Malaysia Airports Holdings Berhad has directed all passengers to remove the batteries from their e-cigarettes – more popularly known as vape – during flights. This new safety procedure comes after a Malindo Air passenger suffered burns when his vape exploded shortly after takeoff from Kota Kinabalu.
The Department of Civil Aviation regulations currently allows vaping devices to be carried on board aircraft, but the new procedure adds the requirement that the battery be removed. Additionally, passengers will not be allowed to charge their devices using the onboard charging station.
“Malaysia Airports has implemented an additional safety precaution, effective immediately, whereby passengers will be asked to detach the batteries from the equipment,” said MAHB in a Facebook post.
The safety of electronics while in flight have been called into question over the last few months.
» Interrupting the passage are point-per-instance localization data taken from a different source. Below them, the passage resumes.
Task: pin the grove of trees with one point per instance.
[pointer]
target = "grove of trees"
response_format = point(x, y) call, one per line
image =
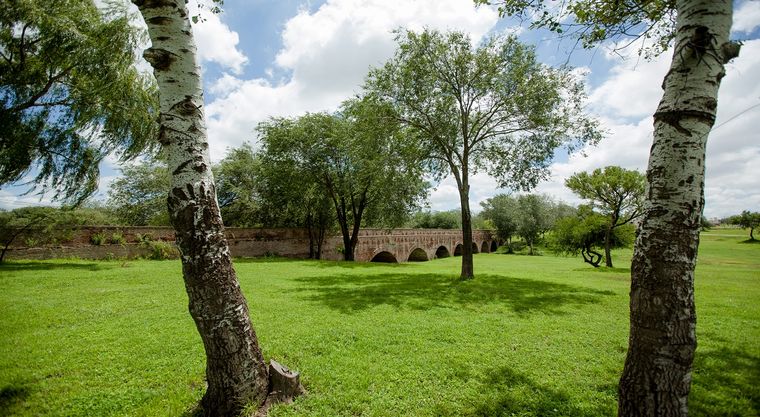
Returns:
point(493, 107)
Safety officials are becoming more concerned with the possibility of lithium batteries catching fire while the aircraft is in the air. All planes are currently fitted with fire retardant systems, but these are inadequate for dealing with lithium fires.
Lithium batteries are currently prohibited from being carried in commercial aircraft cargo holds, which is why passengers are not allow to stow power banks in their check-in luggage. This new safety regulation requiring the removal of batteries from e-cigarettes only fuels the safety debate about lithium batteries.